Hello,
I am trying to learn biopython a little better and I am trying to write a python script that will take in some unaligned DNA sequences in fasta format from the command line, translate these to protein sequences, align these sequences with MUSCLE, and then write out the resulting protein alignment.
I run the script from the command line by typing python3 script.py input.fasta
Here is the script so far:
from Bio.SeqRecord import SeqRecord
from Bio import SeqIO
from Bio.SeqUtils.CheckSum import seguid
from sys import argv
from Bio.Align.Applications import MuscleCommandline
from Bio import AlignIO
import subprocess
import sys
def unique_seqs(sequences):
"""returns a list of SeqRecord objects with redundant sequences removed"""
unique_records = []
checksum_container = []
for seq in sequences:
checksum = seguid(seq.seq)
if checksum not in checksum_container:
checksum_container.append(checksum)
unique_records.append(seq)
return unique_records
def make_protein_record(nuc_record):
"""Returns a new SeqRecord with the translated sequence (default table)."""
return SeqRecord(seq=nuc_record.seq.translate(cds=False), id=nuc_record.id, description="translation using def table")
seqs = SeqIO.parse(argv[1], "fasta")
seqs = list(seqs)
prot = []
print("you input {} sequences".format(len(seqs)))
UNIQUE_Seqs = unique_seqs(seqs)
print("there are {} unique DNA sequences".format(len(UNIQUE_Seqs)))
for seq in UNIQUE_Seqs:
seq = make_protein_record(seq)
prot.append(seq)
protein_fasta_handle = "prot" + argv[1]
SeqIO.write(prot, protein_fasta_handle, "fasta")
muscle_cline = MuscleCommandline()
child = subprocess.Popen(str(muscle_cline),
stdin =subprocess.PIPE,
stdout =subprocess.PIPE,
stderr =subprocess.PIPE,
universal_newlines =True,
shell =(sys.platform != "win32"))
SeqIO.write(prot, child.stdin, "fasta")
child.stdin.close()
align_handle = "ALN" + protein_fasta_handle
align = AlignIO.read(child.stdout, "fasta")
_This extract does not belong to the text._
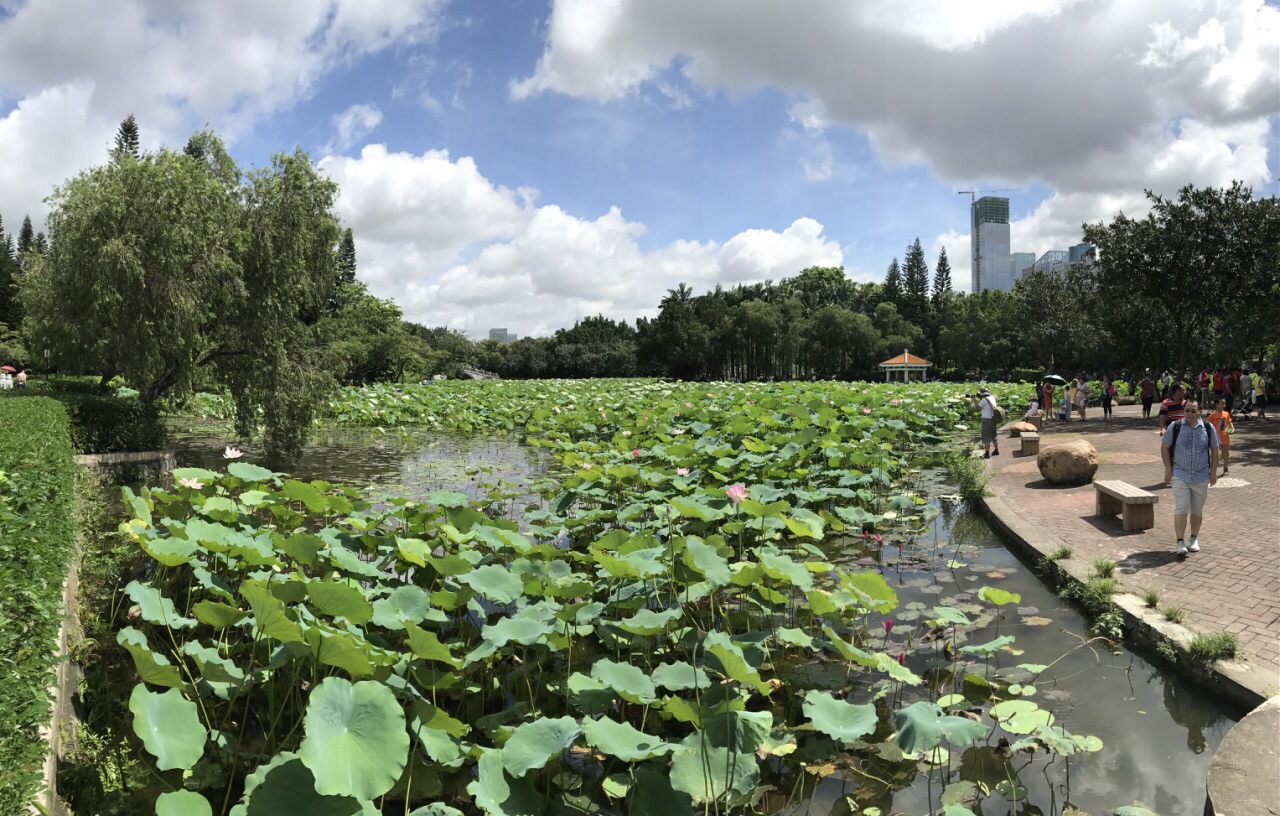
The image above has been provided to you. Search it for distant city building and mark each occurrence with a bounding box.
[970,196,1014,292]
[1009,252,1036,280]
AlignIO.write(align, align_handle, "fasta")
print(align)
This script works, however it only works when I give it a low number of starting sequences. I have successfully gotten it to work with a fasta containing 8 sequences, but when I tried to use 300 starting sequences the script freezes. I initially thought it was being non-responsive because the MUSCLE alignment was taking a long time. To test this I ran MUSCLE from outside of biopython and the alignment only took 20 seconds.
By inserting print statements at various places I learned that the problem arises on line 43:
align = AlignIO.read(child.stdout, "fasta")
I haven't seen any error messages or anything of that nature. Can anyone spot something I'm doing wrong here?
Thank you for your time.
Try adding parameters to the
MuscleCommandline()
function; remove the stdin parameter in thePopen()
function, after that add the line:stdout, stdout = child.communicate()
and remove the lineSeqIO.write(prot, child.stdin, "fasta")
which I don't really understand what are you doing with it because you are already saving the protein sequences in fasta format.Working directly with pipes like this (child.stdout etc) is much harder to debug. Try making temporary files instead.